My mother, Ellen Leary Saunders, was a dietician, or nutritionist as they are called now, out of college and she worked until she became a mom. She had 6 kids and was a stay at home mom. Throughout my childhood, she did keep up her membership in the American Dietetic Association (now called The Academy of Nutrition and Dietetics) – I remember loving the brightly multicolored spines of the journals on a bookshelf. She enjoyed tennis and needlepoint.
My parents divorced when I was a senior in high school. My older brother, Tom, was in college, 2 of my sisters were also in high school, and my youngest sister and brother were in elementary school (K through 8). In April of my senior year, my brother Tom died in an accident.
After this devastating year, my mom went to work at a local bookstore, Logos, owned by her good friends Bob and Marietta Walsh, where she was the greeting card buyer.
At the same time that she worked in the bookstore, she was going to a local college, updating her nutrition degree so she could go back to work in her chosen field. She worked as a hospital dietician, and also did weight loss counseling at the local Y, until she couldn’t work due to ALS. She had her first symptoms shortly after her sister died. Her ALS started in her arm, and was first thought to be carpal tunnel because she used computers and other devices at work repetitively. She came out to Reno for our wedding in May of 1992, and my brother, Pete, remembers she had trouble with her leg on the trip home. I am glad that Stan got to meet her before she was really sick.

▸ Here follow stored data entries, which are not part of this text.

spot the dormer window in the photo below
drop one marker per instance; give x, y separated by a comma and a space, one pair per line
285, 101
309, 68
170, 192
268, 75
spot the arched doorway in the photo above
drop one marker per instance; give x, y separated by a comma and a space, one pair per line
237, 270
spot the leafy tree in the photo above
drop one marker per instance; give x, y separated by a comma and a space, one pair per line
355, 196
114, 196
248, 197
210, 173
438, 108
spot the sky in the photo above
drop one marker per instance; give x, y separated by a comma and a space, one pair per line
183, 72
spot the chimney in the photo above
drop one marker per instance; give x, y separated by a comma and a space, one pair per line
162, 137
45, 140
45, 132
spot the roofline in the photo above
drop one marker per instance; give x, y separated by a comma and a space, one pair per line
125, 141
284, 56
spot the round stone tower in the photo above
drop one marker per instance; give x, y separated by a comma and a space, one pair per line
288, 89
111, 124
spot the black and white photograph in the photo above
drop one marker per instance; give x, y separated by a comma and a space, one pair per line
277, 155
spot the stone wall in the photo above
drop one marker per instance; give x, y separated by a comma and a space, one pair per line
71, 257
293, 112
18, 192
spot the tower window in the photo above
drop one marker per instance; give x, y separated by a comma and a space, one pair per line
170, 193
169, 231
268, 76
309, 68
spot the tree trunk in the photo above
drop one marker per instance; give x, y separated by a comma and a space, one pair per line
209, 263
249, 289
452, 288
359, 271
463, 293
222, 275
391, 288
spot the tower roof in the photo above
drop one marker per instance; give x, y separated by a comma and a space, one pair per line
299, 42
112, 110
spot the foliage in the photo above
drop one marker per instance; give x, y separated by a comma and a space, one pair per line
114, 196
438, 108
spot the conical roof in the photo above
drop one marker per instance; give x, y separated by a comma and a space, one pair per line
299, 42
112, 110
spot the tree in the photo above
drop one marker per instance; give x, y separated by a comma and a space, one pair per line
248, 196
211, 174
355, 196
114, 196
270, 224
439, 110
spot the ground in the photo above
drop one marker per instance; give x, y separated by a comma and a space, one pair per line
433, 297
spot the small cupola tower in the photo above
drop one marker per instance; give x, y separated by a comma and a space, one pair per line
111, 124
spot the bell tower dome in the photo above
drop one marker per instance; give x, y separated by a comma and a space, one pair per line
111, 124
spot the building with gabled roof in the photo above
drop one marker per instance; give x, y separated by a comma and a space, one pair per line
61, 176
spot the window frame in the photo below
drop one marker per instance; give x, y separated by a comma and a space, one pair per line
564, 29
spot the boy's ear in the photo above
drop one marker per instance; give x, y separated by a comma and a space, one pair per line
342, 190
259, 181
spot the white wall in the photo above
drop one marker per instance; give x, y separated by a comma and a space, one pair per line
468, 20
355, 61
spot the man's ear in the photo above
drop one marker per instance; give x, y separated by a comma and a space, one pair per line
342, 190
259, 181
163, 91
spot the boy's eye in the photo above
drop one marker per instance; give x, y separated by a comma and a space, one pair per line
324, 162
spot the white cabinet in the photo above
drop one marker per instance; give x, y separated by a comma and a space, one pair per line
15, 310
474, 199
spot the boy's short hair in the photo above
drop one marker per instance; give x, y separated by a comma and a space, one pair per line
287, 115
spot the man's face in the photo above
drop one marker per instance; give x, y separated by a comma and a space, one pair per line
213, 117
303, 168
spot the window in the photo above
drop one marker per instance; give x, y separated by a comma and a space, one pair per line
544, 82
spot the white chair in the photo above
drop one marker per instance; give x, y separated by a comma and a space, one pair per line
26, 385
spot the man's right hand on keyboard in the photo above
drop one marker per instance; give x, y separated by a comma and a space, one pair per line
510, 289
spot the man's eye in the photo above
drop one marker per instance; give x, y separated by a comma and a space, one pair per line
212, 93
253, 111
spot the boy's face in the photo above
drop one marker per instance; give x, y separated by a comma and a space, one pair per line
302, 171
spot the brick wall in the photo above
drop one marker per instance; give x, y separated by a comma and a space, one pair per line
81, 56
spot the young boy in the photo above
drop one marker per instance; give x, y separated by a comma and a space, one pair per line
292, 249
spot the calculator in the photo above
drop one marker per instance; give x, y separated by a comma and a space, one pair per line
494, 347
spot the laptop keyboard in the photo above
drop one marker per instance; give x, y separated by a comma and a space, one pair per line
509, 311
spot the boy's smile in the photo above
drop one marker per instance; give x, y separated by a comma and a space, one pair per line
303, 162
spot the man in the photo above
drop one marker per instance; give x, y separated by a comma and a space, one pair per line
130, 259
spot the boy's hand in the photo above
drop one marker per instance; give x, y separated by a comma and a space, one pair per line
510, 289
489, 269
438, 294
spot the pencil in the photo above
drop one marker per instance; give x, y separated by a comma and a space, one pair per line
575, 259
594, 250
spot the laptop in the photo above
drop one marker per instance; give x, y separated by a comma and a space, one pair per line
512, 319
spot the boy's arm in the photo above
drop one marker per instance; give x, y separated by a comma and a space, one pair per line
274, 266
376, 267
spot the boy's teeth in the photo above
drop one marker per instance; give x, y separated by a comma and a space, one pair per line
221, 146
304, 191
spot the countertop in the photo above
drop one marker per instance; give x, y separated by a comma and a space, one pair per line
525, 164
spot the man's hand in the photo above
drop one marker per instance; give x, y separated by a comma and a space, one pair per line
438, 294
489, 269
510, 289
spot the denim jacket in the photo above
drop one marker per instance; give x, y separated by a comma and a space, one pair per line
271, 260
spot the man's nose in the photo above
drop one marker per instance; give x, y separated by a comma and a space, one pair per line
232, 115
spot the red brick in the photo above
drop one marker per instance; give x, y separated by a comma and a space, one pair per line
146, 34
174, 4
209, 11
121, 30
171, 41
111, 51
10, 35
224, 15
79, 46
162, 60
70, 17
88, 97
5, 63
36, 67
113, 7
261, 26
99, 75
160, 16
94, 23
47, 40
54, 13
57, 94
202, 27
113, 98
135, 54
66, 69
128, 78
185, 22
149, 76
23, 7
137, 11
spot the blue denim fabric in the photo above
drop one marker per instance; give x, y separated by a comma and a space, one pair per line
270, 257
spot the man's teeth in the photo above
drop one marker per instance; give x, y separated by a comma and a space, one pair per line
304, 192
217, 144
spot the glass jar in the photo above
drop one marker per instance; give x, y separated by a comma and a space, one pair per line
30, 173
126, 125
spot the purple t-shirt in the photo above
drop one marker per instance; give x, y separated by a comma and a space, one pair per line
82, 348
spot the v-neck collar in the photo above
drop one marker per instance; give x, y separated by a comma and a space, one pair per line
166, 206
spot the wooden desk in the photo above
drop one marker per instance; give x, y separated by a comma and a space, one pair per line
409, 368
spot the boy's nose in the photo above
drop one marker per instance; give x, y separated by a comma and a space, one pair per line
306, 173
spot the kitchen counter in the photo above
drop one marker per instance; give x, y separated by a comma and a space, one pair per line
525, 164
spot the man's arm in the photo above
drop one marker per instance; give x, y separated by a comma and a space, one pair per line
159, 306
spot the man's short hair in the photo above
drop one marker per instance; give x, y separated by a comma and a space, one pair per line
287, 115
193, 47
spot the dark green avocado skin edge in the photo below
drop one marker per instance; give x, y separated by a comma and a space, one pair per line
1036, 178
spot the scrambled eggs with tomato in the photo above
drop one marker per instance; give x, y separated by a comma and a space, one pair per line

My mom died in May of 1994 at age 62, so her ALS progressed quickly too.
My second cousin, Peter Stephenson, had his first symptoms in 2000. He is the son of my mom’s first cousin. His started with his hands atrophying when he was 52. He lived in Europe and had very high level computer programming jobs. At first they also suspected carpal tunnel, but it turned out to be ALS. Within 6 months he was losing his speech.
Peter died in 2004, at age 56, leaving two teenage daughters.
And then comes me, with an entirely different start to my ALS. I first had slurred speech at age 55, then trouble swallowing food, then a gastric feeding tube. But it has not progressed to my limbs yet so I am able to be pretty active. I will be 57 in June.
My mother’s DNA was preserved and she was determined to have the C9ORF72 gene mutation. I will submit a blood sample for testing next week and once it is confirmed that I have the same mutation, I will participate in a clinical trial to learn about how this gene mutation expresses itself differently in different people, even in the same family. I figure this is the best contribution I can make to my siblings, my son, and cousins. It is the first step to finding a cure.